Summary of Progressive’s Q2 2022 earnings call

Progressive hosted its Q2 2022 earnings call on August 3, 2022.

The highlights:

  • Continued to feel the impact of inflation, with used car prices still near all-time highs and continued rising costs to repair vehicles.
  • High fuel costs and the resulting reduced driving provide a modest tailwind to auto frequency.
  • Most of its personal auto rate revisions are behind it – reflected in Progressive’s slowing pace of second quarter rate changes. It raised rates in 17 states which had about a 2% increase countrywide, bringing its year-to-date rate increase to about 9% and its year-over-year rate increase to about 16%. This impacts PIF growth.
  • According to CEO Tricia Griffith, as competitors increased rate, the insurer increased its investment in direct acquisition in many markets, and has seen prospect volume rise. June marked the first month since May of 2021 with year-over-year new app growth in Progressive’s direct channel.
  • In property, its current pricing and underwriting activities do not adequately address weather-driven volatility – Progressive is in the process of executing a number of steps to turn the business around. It has also revised its expected underwriting profitability over the coming years, which led to a write-off of $225 million of goodwill, primarily related to the purchase of ARX Holding, the parent company of ASI, the 10th largest property carrier in the country.
  • Recall that Progressive acquired a controlling interest in ASI in 2015, and has rebranded it to Progressive Home.
  • The US property and casualty market is almost $800 billion in premiums written and more than 90% of that isn’t yet insured with Progressive.
  • The focus of the call was on the $381 billion US personal lines market, where Progressive enjoys ~10% of the combined US auto and home market share.
  • Progressive is the third largest auto carrier with almost 14% share but they write just below 2% of the US homeowners market.

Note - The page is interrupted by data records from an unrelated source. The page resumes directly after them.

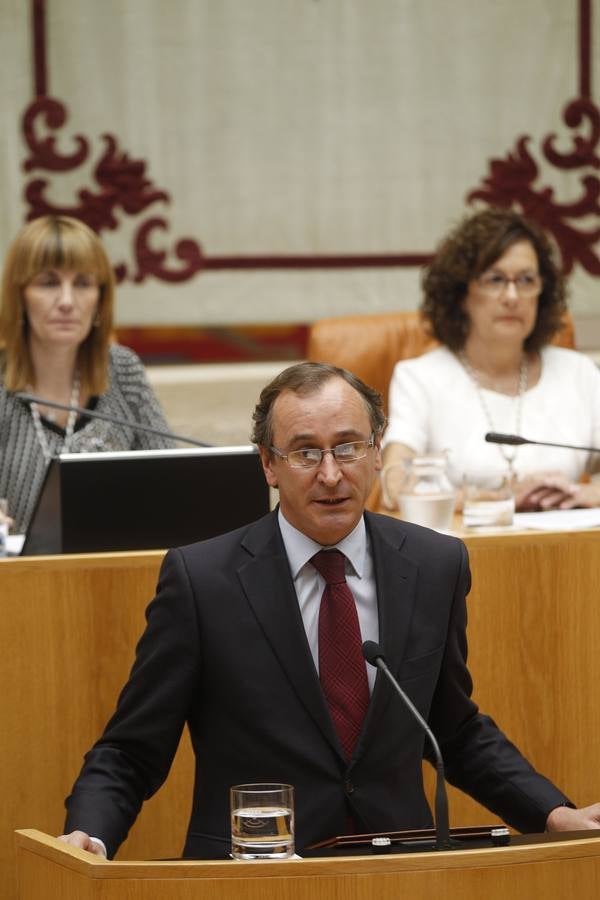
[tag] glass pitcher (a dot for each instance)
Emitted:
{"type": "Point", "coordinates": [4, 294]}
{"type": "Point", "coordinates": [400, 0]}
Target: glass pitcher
{"type": "Point", "coordinates": [423, 490]}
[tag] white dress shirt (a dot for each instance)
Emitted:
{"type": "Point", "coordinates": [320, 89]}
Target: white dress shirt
{"type": "Point", "coordinates": [309, 584]}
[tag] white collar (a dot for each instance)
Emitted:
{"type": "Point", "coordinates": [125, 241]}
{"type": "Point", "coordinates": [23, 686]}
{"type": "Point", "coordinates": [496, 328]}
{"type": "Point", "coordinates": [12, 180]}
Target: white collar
{"type": "Point", "coordinates": [300, 548]}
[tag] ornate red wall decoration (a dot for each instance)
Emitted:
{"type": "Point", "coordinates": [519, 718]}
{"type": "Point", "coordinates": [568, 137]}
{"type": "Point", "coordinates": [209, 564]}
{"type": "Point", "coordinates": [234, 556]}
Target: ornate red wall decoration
{"type": "Point", "coordinates": [121, 186]}
{"type": "Point", "coordinates": [511, 181]}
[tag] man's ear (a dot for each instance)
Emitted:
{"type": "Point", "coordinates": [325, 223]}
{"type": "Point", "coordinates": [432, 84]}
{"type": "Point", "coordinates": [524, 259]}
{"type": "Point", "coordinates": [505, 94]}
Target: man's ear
{"type": "Point", "coordinates": [377, 452]}
{"type": "Point", "coordinates": [266, 459]}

  • US auto direct premiums written grew about 4% annually over the past 5 years, compared to over 5% annually over the past five years and more than 8% growth in 2021 for the US homeowners market.
  • Channel share has been slowly migrating from captive agents to direct as technology adoption drives continued e-commerce migration across industries.
  • The independent agent channel continues to maintain share due to local agent expertise, the breadth of product availability and depth of carrier options that deliver the ease and savings that consumers value.

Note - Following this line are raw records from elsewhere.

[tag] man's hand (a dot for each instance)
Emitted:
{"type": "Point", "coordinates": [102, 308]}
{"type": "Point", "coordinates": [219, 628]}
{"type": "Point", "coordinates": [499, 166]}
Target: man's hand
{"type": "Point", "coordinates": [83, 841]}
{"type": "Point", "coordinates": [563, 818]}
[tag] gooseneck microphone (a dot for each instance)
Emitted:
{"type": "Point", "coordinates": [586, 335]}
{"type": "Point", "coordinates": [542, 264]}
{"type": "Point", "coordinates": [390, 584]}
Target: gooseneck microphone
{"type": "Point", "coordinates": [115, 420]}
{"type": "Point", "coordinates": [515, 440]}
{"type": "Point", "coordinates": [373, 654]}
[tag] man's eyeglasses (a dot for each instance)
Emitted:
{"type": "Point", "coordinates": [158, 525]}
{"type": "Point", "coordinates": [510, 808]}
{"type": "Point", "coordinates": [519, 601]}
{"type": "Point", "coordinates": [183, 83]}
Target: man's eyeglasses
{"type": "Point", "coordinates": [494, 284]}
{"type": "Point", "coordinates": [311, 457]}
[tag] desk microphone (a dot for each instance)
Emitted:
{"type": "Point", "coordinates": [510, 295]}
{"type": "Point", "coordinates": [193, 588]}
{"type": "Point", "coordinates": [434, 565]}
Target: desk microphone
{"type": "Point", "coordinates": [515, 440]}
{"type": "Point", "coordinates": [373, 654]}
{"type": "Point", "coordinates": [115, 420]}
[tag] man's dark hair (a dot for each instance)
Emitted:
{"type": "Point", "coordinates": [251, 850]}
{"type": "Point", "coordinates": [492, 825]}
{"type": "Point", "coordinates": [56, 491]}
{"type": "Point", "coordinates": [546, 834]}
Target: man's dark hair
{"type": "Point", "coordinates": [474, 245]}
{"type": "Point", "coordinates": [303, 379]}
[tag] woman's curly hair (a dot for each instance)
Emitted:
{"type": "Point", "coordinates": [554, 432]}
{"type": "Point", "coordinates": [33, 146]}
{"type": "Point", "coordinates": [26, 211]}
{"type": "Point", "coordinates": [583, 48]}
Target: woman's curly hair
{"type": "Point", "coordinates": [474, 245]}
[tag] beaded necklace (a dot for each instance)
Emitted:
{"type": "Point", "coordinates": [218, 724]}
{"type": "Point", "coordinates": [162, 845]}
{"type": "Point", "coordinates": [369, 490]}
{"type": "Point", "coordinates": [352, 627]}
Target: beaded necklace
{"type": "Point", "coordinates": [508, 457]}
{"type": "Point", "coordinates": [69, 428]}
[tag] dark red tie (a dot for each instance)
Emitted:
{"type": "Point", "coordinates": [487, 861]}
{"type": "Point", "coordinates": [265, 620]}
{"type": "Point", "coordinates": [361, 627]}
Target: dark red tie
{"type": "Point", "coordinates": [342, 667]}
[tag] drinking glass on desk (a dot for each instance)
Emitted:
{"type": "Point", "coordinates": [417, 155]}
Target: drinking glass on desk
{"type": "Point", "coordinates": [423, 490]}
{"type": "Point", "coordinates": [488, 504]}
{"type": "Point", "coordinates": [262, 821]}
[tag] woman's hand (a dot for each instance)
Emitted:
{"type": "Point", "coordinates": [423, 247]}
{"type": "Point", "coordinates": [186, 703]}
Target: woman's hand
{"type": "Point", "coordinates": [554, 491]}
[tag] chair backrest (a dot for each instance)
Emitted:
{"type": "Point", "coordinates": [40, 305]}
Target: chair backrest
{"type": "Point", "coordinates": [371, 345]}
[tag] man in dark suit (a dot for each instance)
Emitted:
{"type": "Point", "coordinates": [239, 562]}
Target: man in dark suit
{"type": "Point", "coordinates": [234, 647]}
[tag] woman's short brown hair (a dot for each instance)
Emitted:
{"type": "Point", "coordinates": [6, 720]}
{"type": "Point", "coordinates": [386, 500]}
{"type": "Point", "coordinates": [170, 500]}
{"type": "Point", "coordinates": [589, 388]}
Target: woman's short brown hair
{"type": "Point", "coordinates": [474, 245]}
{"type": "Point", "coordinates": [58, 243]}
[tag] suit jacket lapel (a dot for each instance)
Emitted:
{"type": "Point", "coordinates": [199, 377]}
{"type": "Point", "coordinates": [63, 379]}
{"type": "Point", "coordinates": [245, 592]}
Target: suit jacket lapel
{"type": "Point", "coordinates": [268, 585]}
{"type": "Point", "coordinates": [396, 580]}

  • Recall that Progressive is known for its 4 segments – Sam (auto only), Diane (renters), Wrights (home) and Robinsons (bundled auto and home).
  • Progressive’s market share is approaching 20% for the combined Sam, Diane, and Wrights market while it remains under-penetrated with Robinsons at less than 3% share. Note that this Robinsons share does not include the more than $1 billion written by unaffiliated carriers through the Direct Progressive Advantage Agency. You’ll also note that more than half of the combined US auto and the home market is bundled. And more than 80% of that is bundled through an agent.
  • The nature of these Robinsons bundled homeowners is inherently more stable than other customer segments, and they also have approximately three times the policy life expectancy of the Sam segment.
  • When Progressive acquired a controlling interest in ASI in 2015, 64% of the company’s homeowners premium came from Florida, Texas, and Louisiana, what Progressive labels as Legacy CAT.
  • The challenges facing the Florida property market have been especially painful for Progressive since it represents almost one-quarter of its homeowners’ premium.
  • Progressive has increased rates, particularly for homes with older roofs, expanded underwriting eligibility restrictions, introduced targeted non-renewals in areas with concentrations of risk or segments that are unprofitable, and introduced cost-sharing initiatives such as higher deductibles, and actual cash value coverage on roofs that are nearing the end of their useful lives.
  • It also reduced its agency force in select markets – Progressive works with over 40,000 independent agents.
  • In terms of tech, it offers online buying in 38 states for Progressive Home.
  • On embedded insurance – “I think the embedded insurance into transactions or life events where people are acquiring the underlying asset, be it an auto, be it a boat, motorcycle, RV, or be it at home, presents a shopping opportunity where we absolutely want to position our products to both facilitate the transaction by ensuring the collateral can transfer and be protected, provided it’s got some outstanding loan or paper on it. But we are starting to work more with, as you mentioned, digital lenders as well as more traditional lenders through independent agents. So it is a growth opportunity for us, and we are constantly looking at how to position our products best, where consumers want them, need them, and frankly, are shopping for them so we can participate in those transactions.” – President of Personal Lines, Pat Callahan.
  • Re. California – “We would love to write more business in California. It is the most populous state. Unfortunately, right now, we don’t — we aren’t able to get adequate rates. And once we are able to do that, we are open for business and we’ll write as much as we can.” – CEO Tricia Griffith.

Bottom Line: Progressive is losing its Sams but increasing its market share of Dianes, Wrights and Robinsons.